Unwissen und Überinterpretation der rechtlichen Erfordernisse
Vielen Ärzten fehlt das Problembewusstsein darüber, dass der Aufklärungsprozess für die Rechtsgültigkeit der Einwilligung entscheidend ist, nicht nur die rechtzeitig vor Studienbeginn geleistete Patientenunterschrift. „Als Clinical Research Organisation trainieren wir die Prüfärzte dahingehend, dass die Wichtigkeit der Patienteninformation und Einverständniserklärung nicht unterschätzt werden darf, und eine Unterschrift allein im Zweifelsfall nicht genügt“, so Sigmund. Auch bei den Inspektionen der Prüfzentren durch die zuständigen Behörden liegt ein Fokus auf der ordnungsgemäßen Aufklärung und Willenserklärung der Patienten.
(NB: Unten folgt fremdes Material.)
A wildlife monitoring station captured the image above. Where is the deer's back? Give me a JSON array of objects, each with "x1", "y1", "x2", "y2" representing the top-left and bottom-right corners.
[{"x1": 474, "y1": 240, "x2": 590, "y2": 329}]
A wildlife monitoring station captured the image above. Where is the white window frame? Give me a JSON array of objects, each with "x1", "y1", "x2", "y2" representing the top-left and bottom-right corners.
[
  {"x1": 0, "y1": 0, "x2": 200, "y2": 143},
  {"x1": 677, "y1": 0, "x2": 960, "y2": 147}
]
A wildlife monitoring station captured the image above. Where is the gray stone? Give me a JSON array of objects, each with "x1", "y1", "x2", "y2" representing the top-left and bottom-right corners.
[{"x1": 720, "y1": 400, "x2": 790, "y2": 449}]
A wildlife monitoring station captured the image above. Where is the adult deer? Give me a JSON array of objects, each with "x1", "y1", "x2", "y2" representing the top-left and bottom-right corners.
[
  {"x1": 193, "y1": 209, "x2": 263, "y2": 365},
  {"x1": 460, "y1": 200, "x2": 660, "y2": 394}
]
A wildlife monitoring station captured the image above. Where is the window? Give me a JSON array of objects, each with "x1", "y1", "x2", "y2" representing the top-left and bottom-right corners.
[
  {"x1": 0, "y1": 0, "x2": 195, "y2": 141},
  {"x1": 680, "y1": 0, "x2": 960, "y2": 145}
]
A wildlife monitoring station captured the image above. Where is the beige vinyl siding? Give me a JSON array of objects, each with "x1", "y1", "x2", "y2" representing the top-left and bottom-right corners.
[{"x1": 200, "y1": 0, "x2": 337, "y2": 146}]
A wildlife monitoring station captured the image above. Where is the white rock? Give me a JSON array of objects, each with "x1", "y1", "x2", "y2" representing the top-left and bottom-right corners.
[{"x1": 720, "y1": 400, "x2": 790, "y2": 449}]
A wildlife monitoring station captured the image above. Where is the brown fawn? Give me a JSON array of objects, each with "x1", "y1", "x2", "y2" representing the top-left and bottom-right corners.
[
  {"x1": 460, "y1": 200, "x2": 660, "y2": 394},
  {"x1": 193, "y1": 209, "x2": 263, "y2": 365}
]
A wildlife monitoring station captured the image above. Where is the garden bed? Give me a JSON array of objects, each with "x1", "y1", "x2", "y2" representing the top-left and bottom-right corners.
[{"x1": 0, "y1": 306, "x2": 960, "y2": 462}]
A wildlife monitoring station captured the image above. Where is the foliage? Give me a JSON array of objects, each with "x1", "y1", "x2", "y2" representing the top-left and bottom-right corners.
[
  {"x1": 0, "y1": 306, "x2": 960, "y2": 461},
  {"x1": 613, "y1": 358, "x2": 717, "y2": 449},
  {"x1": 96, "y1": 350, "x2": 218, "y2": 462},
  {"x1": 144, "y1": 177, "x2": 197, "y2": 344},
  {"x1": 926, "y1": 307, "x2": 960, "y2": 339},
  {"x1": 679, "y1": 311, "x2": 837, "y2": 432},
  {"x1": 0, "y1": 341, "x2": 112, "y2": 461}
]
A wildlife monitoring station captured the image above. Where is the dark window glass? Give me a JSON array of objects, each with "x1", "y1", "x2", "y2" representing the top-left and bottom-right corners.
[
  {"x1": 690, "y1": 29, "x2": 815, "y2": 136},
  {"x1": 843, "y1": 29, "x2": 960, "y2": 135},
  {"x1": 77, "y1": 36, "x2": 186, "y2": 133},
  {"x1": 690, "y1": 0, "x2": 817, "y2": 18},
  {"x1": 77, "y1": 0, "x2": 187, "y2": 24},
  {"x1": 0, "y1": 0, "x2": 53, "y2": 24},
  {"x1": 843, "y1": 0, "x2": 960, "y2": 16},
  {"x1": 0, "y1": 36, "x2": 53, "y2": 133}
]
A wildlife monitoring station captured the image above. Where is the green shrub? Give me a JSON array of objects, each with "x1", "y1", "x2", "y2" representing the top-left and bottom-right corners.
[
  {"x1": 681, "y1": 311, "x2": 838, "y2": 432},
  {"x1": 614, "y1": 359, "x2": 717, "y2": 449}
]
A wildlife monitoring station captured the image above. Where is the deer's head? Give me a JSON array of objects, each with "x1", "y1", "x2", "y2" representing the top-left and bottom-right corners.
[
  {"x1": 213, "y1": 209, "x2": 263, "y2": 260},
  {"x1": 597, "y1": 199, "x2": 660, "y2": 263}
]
„Leider werden immer wieder formale Zusatzforderungen – wie die nach dem gleichen Datum von Prüfarzt- und Patientenunterschrift – gestellt, für die es keine Rechtsgrundlage gibt und die die Situation unnötig verworren machen“, erklärt Sigmund. Das erhöhe die Gefahr, unnötige Formalia in den Vordergrund zu stellen und dabei Faktoren zu übersehen, die für die Wirksamkeit der Patientenerklärung weitaus wichtiger sind. Daher, so Sigmund weiter, bestehe ein dringender Bedarf, die Prüfärzte zu schulen. „Bevor in einem derart sensiblen und rechtlich komplexen Bereich Forderungen gestellt werden, die mit der rechtlichen Realität nichts zu tun haben, sollte der Rat eines Rechtsanwalts eingeholt werden.“
Im schlimmsten Fall droht der Verlust der Approbation
Eine rechtlich unwirksame Einverständniserklärung kann gravierende juristische Folgen nach sich ziehen. „Zunächst ist festzuhalten, dass bereits durch eine ungültige Einwilligung eines Patienten die Durchführung der Studie rechtswidrig werden kann“, sagt Jungk. Das kann eine sofortige Einstellung der klinischen Forschung bedeuten, was mit enormen finanziellen Einbußen verbunden wäre. Wird der Patient ohne eine rechtsgültige Erklärung behandelt, befindet sich auch der Prüfarzt in einer kritischen Situation. „In diesem Fall begeht der behandelnde Arzt eine vorsätzliche Körperverletzung“, erklärt der Rechtsanwalt. Außerdem ergeben sich haftungsrechtliche Konsequenzen, wenn ein Gesundheits- oder Vermögensschaden eintritt. Dann kann der Prüfarzt ersatzpflichtig werden. Darüber hinaus drohen berufsrechtliche Schritte, die vom Verlust der Kassenzulassung bis zur Aberkennung der Approbation durch die zuständige Landesärztekammer reichen können.